In many cases (such as in the application to the Erdös discrepancy problem), the coefficient ${c_p}$ is identically ${1}$, and one can understand this sum satisfactorily using the classical results of Vinogradov: basically, ${S(\alpha)}$ is large when ${\alpha}$ lies in a “major arc” and is small when it lies in a “minor arc”. For more general functions ${g_1,g_2}$, the coefficients ${c_p}$ are more or less arbitrary; the large values of ${S(\alpha)}$ are no longer confined to the major arc case. Fortunately, even in this general situation one can use a restriction theorem for the primes established some time ago by Ben Green and myself to show that there are still only a bounded number of possible locations ${\alpha}$ (up to the uncertainty mandated by the Heisenberg uncertainty principle) where ${S(\alpha)}$ is large, and we can still conclude by using (6). (Actually, as recently pointed out to me by Ben, one does not need the full strength of our result; one only needs the ${L^4}$ restriction theorem for the primes, which can be proven fairly directly using Plancherel’s theorem and some sieve theory.)

It is tempting to also use the method to attack higher order cases of the (logarithmically) averaged Chowla conjecture, for instance one could try to prove the estimate

$\displaystyle \sum_{n \leq x} \frac{\lambda(n) \lambda(n+1) \lambda(n+2)}{n} = o(\log x).$

The above arguments reduce matters to obtaining some non-trivial cancellation for sums of the form

$\displaystyle \frac{1}{H} \sum_{j=1}^H \sum_{p \in {\mathcal P}} \frac{\lambda(n+j) \lambda(n+p+j) \lambda(n+2p+j)}{p}.$

A little bit of “higher order Fourier analysis” (as was done for very similar sums in the ergodic theory context by Frantzikinakis-Host-Kra and Wooley-Ziegler) lets one control this sort of sum if one can establish a bound of the form

$\displaystyle \frac{1}{X} \int_X^{2X} \sup_\alpha |\frac{1}{H} \sum_{x \leq n \leq x+H} \lambda(n) e(\alpha n)|\ dx = o(1) \ \ \ \ \ (7)$

where ${X}$ goes to infinity and ${H}$ is a very slowly growing function of ${X}$. This looks very similar to (6), but the fact that the supremum is now inside the integral makes the problem much more difficult. However it looks worth attacking (7) further, as this estimate looks like it should have many nice applications (beyond just the ${k=3}$ case of the logarithmically averaged Chowla or Elliott conjectures, which is already interesting).

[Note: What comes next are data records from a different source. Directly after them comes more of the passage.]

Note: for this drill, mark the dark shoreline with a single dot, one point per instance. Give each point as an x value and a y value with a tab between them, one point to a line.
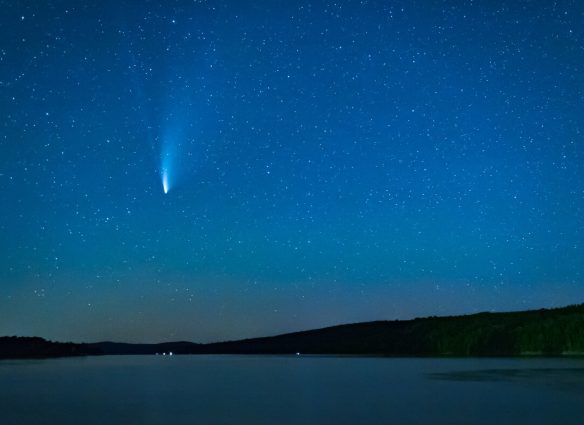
535	333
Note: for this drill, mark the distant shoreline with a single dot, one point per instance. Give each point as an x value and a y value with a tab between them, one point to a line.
555	332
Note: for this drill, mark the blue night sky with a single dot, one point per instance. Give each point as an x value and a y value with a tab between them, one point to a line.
325	162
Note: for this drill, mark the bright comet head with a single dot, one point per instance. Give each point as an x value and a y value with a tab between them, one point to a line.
165	181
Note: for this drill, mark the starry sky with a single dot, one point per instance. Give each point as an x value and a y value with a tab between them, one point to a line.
210	170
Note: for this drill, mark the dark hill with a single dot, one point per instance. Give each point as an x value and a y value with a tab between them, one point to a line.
13	347
548	332
538	332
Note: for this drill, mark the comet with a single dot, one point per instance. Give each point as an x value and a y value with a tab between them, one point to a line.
165	181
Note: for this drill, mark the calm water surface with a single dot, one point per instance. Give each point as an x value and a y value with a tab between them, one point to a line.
291	390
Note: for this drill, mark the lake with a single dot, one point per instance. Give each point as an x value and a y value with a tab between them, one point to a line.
281	390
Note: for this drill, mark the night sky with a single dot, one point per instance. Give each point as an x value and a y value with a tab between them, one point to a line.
324	163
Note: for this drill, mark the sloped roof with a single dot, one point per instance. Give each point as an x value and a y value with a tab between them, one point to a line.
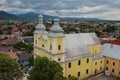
77	44
111	50
23	57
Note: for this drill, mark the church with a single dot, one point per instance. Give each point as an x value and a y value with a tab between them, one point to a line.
79	54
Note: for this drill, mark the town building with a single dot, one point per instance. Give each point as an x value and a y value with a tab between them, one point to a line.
79	54
112	58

For higher ${k}$ than ${k=3}$, the same line of analysis requires one to replace the linear phase ${e(\alpha n)}$ by more complicated phases, such as quadratic phases ${e(\alpha n^2 + \beta n)}$ or even ${k-2}$-step nilsequences. Given that (7) is already beyond the reach of current literature, these even more complicated expressions are also unavailable at present, but one can imagine that they will eventually become tractable, in which case we would obtain an averaged form of the Chowla conjecture for all ${k}$, which would have a number of consequences (such as a logarithmically averaged version of Sarnak’s conjecture, as per this blog post).

It would of course be very nice to remove the logarithmic averaging, and be able to establish bounds such as (3). I did attempt to do so, but I do not see a way to use the entropy decrement argument in a manner that does not require some sort of averaging of logarithmic type, as it requires one to pick a scale ${H}$ that one cannot specify in advance, which is not a problem for logarithmic averages (which are quite stable with respect to dilations) but is problematic for ordinary averages. But perhaps the problem can be circumvented by some clever modification of the argument. One possible approach would be to start exploiting multiplicativity at products of primes, and not just individual primes, to try to keep the scale fixed, but this makes the concentration of measure part of the argument much more complicated as one loses some independence properties (coming from the Chinese remainder theorem) which allowed one to conclude just from the Hoeffding inequality.